Hunt Leasing Corp. v. Universal Underwriters Insurance

In an action for a judgment declaring that the defendant is under a contractual duty to defend and indemnify the plaintiff, pursuant to a policy of insurance issued to the plaintiff, the defendant appeals from an order of the Supreme Court, Suffolk County *603(Underwood, J.), dated March 28, 1985, which denied its motion for summary judgment dismissing the complaint.

Order reversed, on the law, with costs, motion granted, and it is hereby declared that the defendant is under no obligation to defend or indemnify the plaintiff in the underlying action brought against the plaintiff’s lessee.

The plaintiff leased an automobile to Always Ready Private Car Service, Inc. (hereinafter Always Ready). That automobile was covered under an automobile liability insurance policy issued to the plaintiff by the defendant. On October 26, 1982, Jack Arfe, the plaintiff in the underlying action, was a passenger in the subject vehicle which was driven by Julius Orret, a taxicab driver and a codefendant in the underlying action.

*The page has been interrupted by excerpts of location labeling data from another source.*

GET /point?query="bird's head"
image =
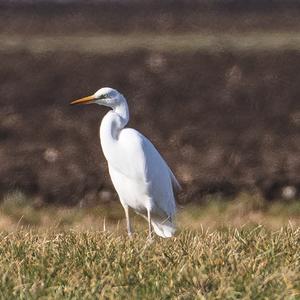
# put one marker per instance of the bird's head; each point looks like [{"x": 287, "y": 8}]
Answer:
[{"x": 105, "y": 96}]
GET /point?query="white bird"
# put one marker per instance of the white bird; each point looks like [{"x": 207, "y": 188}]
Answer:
[{"x": 141, "y": 177}]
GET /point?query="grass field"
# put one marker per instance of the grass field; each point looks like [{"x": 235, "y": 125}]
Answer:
[
  {"x": 175, "y": 43},
  {"x": 249, "y": 263},
  {"x": 219, "y": 252}
]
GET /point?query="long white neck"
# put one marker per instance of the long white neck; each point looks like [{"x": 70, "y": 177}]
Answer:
[{"x": 112, "y": 124}]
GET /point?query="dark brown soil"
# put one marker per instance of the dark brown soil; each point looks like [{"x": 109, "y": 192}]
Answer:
[{"x": 225, "y": 122}]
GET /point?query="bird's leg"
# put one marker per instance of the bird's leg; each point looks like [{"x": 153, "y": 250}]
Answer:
[
  {"x": 149, "y": 225},
  {"x": 128, "y": 224}
]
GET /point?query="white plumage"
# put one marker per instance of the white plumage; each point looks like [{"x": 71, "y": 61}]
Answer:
[{"x": 141, "y": 177}]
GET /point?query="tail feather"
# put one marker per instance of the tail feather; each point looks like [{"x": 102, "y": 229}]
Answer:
[{"x": 163, "y": 228}]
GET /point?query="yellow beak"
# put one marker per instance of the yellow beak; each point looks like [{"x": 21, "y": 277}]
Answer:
[{"x": 85, "y": 100}]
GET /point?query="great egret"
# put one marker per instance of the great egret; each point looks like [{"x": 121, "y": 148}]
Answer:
[{"x": 141, "y": 177}]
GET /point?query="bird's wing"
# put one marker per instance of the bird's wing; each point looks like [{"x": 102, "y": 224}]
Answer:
[{"x": 146, "y": 164}]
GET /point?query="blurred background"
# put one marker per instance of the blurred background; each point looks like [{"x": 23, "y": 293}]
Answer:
[{"x": 214, "y": 84}]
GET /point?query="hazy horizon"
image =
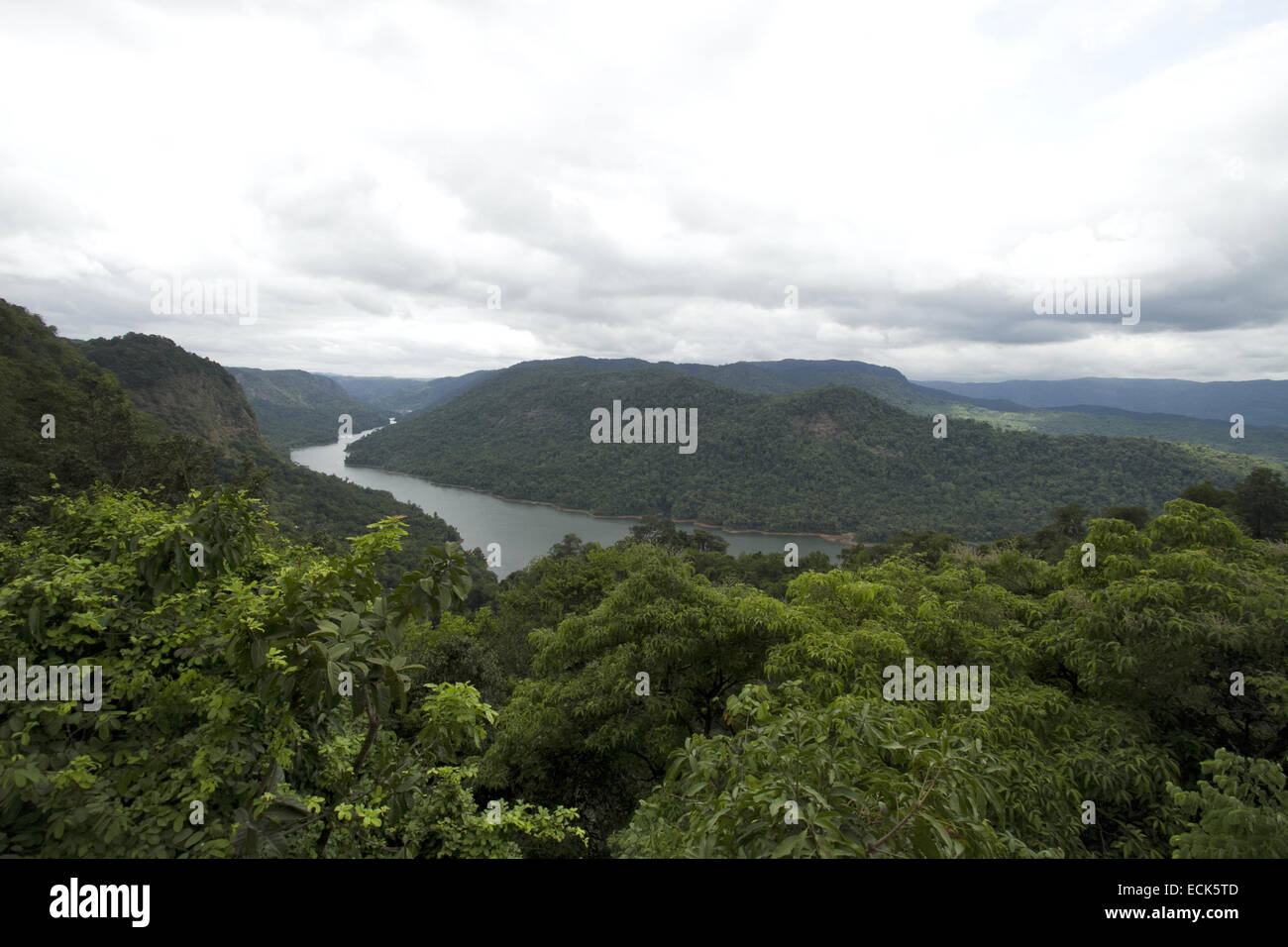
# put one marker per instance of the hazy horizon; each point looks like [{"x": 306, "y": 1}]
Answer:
[{"x": 434, "y": 189}]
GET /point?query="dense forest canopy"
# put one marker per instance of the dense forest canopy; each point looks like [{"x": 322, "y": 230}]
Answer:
[
  {"x": 292, "y": 667},
  {"x": 831, "y": 460}
]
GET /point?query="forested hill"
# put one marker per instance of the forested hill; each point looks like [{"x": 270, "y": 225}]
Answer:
[
  {"x": 297, "y": 408},
  {"x": 69, "y": 419},
  {"x": 189, "y": 394},
  {"x": 101, "y": 437},
  {"x": 1261, "y": 440},
  {"x": 1263, "y": 402},
  {"x": 827, "y": 460},
  {"x": 406, "y": 395}
]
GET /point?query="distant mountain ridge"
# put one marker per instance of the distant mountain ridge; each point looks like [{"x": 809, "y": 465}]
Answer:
[
  {"x": 1262, "y": 440},
  {"x": 831, "y": 459},
  {"x": 299, "y": 408},
  {"x": 407, "y": 395},
  {"x": 1261, "y": 402}
]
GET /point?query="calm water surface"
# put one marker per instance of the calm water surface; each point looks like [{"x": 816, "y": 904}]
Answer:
[{"x": 524, "y": 531}]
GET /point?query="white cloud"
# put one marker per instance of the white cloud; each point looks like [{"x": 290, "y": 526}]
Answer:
[{"x": 644, "y": 180}]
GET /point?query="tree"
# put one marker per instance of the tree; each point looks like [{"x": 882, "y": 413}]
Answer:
[
  {"x": 1261, "y": 502},
  {"x": 254, "y": 699}
]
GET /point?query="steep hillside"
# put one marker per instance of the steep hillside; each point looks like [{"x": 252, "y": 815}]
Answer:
[
  {"x": 101, "y": 436},
  {"x": 68, "y": 418},
  {"x": 188, "y": 393},
  {"x": 297, "y": 408},
  {"x": 1263, "y": 402},
  {"x": 825, "y": 460}
]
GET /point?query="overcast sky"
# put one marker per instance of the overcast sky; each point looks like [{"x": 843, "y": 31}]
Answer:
[{"x": 647, "y": 179}]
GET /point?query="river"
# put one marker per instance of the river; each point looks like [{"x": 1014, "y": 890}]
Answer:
[{"x": 523, "y": 531}]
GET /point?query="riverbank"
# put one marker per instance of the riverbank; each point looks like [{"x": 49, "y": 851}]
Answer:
[{"x": 845, "y": 539}]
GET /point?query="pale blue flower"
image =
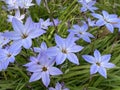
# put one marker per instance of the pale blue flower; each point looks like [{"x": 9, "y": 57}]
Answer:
[
  {"x": 65, "y": 49},
  {"x": 25, "y": 3},
  {"x": 41, "y": 49},
  {"x": 7, "y": 56},
  {"x": 3, "y": 40},
  {"x": 23, "y": 34},
  {"x": 38, "y": 2},
  {"x": 33, "y": 61},
  {"x": 91, "y": 23},
  {"x": 109, "y": 20},
  {"x": 43, "y": 70},
  {"x": 17, "y": 16},
  {"x": 80, "y": 32},
  {"x": 59, "y": 87},
  {"x": 99, "y": 63},
  {"x": 56, "y": 22},
  {"x": 11, "y": 4},
  {"x": 88, "y": 5},
  {"x": 43, "y": 24}
]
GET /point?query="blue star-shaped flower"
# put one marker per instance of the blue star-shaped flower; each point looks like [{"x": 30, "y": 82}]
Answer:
[
  {"x": 80, "y": 32},
  {"x": 99, "y": 63},
  {"x": 23, "y": 34},
  {"x": 65, "y": 49},
  {"x": 43, "y": 70},
  {"x": 109, "y": 20},
  {"x": 88, "y": 5}
]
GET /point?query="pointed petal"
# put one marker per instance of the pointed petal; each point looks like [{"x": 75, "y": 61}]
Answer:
[
  {"x": 17, "y": 44},
  {"x": 35, "y": 68},
  {"x": 97, "y": 15},
  {"x": 102, "y": 72},
  {"x": 86, "y": 38},
  {"x": 97, "y": 55},
  {"x": 28, "y": 23},
  {"x": 108, "y": 65},
  {"x": 11, "y": 59},
  {"x": 59, "y": 41},
  {"x": 105, "y": 58},
  {"x": 100, "y": 22},
  {"x": 17, "y": 25},
  {"x": 54, "y": 71},
  {"x": 38, "y": 2},
  {"x": 12, "y": 35},
  {"x": 37, "y": 49},
  {"x": 52, "y": 51},
  {"x": 75, "y": 48},
  {"x": 27, "y": 43},
  {"x": 89, "y": 58},
  {"x": 93, "y": 69},
  {"x": 60, "y": 58},
  {"x": 36, "y": 33},
  {"x": 73, "y": 58},
  {"x": 105, "y": 14},
  {"x": 43, "y": 46},
  {"x": 35, "y": 76},
  {"x": 110, "y": 27},
  {"x": 45, "y": 78}
]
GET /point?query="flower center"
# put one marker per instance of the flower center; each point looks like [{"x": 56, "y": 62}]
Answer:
[
  {"x": 98, "y": 63},
  {"x": 44, "y": 69},
  {"x": 24, "y": 36},
  {"x": 64, "y": 51},
  {"x": 9, "y": 55}
]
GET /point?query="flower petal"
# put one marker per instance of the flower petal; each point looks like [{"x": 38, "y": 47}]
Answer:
[
  {"x": 75, "y": 48},
  {"x": 60, "y": 58},
  {"x": 93, "y": 69},
  {"x": 97, "y": 55},
  {"x": 17, "y": 25},
  {"x": 35, "y": 76},
  {"x": 102, "y": 72},
  {"x": 54, "y": 71},
  {"x": 110, "y": 27},
  {"x": 59, "y": 41},
  {"x": 105, "y": 58},
  {"x": 89, "y": 58},
  {"x": 27, "y": 43},
  {"x": 73, "y": 58},
  {"x": 45, "y": 78},
  {"x": 108, "y": 65}
]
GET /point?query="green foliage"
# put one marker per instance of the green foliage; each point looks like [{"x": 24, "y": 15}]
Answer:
[{"x": 75, "y": 77}]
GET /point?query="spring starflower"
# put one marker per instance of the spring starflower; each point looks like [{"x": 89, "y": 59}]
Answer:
[
  {"x": 59, "y": 87},
  {"x": 8, "y": 56},
  {"x": 65, "y": 49},
  {"x": 81, "y": 32},
  {"x": 43, "y": 70},
  {"x": 109, "y": 20},
  {"x": 99, "y": 63},
  {"x": 88, "y": 5},
  {"x": 23, "y": 34}
]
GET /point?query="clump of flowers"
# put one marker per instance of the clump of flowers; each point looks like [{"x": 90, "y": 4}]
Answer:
[{"x": 47, "y": 60}]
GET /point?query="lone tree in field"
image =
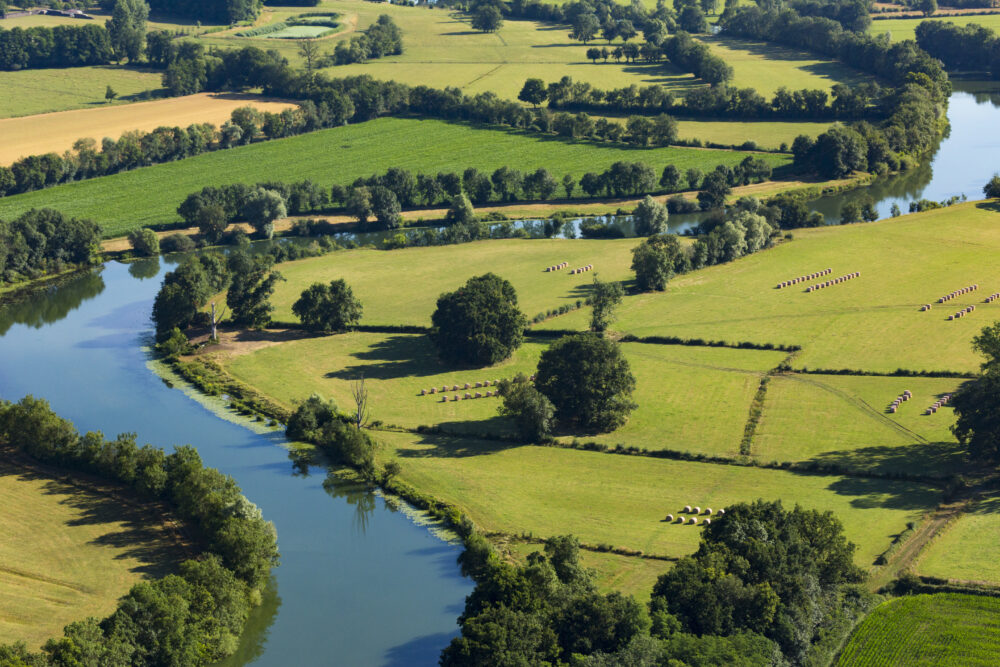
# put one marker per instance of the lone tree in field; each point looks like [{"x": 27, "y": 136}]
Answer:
[
  {"x": 261, "y": 208},
  {"x": 330, "y": 307},
  {"x": 656, "y": 260},
  {"x": 144, "y": 242},
  {"x": 977, "y": 403},
  {"x": 127, "y": 28},
  {"x": 992, "y": 189},
  {"x": 533, "y": 413},
  {"x": 252, "y": 283},
  {"x": 588, "y": 381},
  {"x": 604, "y": 298},
  {"x": 764, "y": 569},
  {"x": 479, "y": 323},
  {"x": 649, "y": 217},
  {"x": 461, "y": 211},
  {"x": 487, "y": 19},
  {"x": 533, "y": 92}
]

Arfe alleged in his complaint that Orret committed an assault and battery against him. The purported intentional tort allegedly resulted from a dispute over the taxicab fare for the service performed by Orret. Always Ready was also named as a defendant; Arfe asserted that Always Ready was liable for damages under theories of vicarious liability and negligent hiring. Following an exchange of letters, the defendant disclaimed coverage under the insurance policy in question. Thereafter, the plaintiff commenced the instant declaratory judgment action for a declaration that the defendant was under an obligation to defend and indemnify it in the underlying lawsuit.

Special Term denied the defendant’s motion for summary judgment on the ground that the defendant’s liability under the policy was a question of fact to be determined in the underlying action.

The policy in question provided, under the "Exclusions” provision, as follows: "This insurance does not apply * * * to bodily injury or property damage arising out of the ownership, maintenance, operation, use, loading or unloading of any owned automobile or temporary substitute automobile while such automobile is being used as a public or livery conveyance, unless such use is specifically declared and described in the declarations” (emphasis added). It is patently clear from the allegations of the complaint that the subject vehicle was being used as a public or livery conveyance, i.e., a taxicab. Since the declarations of the subject policy did not contain a provision as to whether the vehicle in question would be used as a public or livery conveyance, there is no factual or legal basis for finding that the defendant has a duty to defend and/or indemnify the plaintiff in the underlying action (see, Spoor-Lasher Co. v Aetna Cas. & Sur. Co., 39 NY2d 875; Hicksville *604Motors v Merchants Mut. Ins. Co., 97 AD2d 396, affd 61 NY2d 661). Accordingly, we reverse Special Term’s denial of the defendant’s motion for summary judgment.

In view of the foregoing disposition, we need not reach the defendant’s remaining contention. Thompson, J. P., Niehoff, Eiber and Spatt, JJ., concur.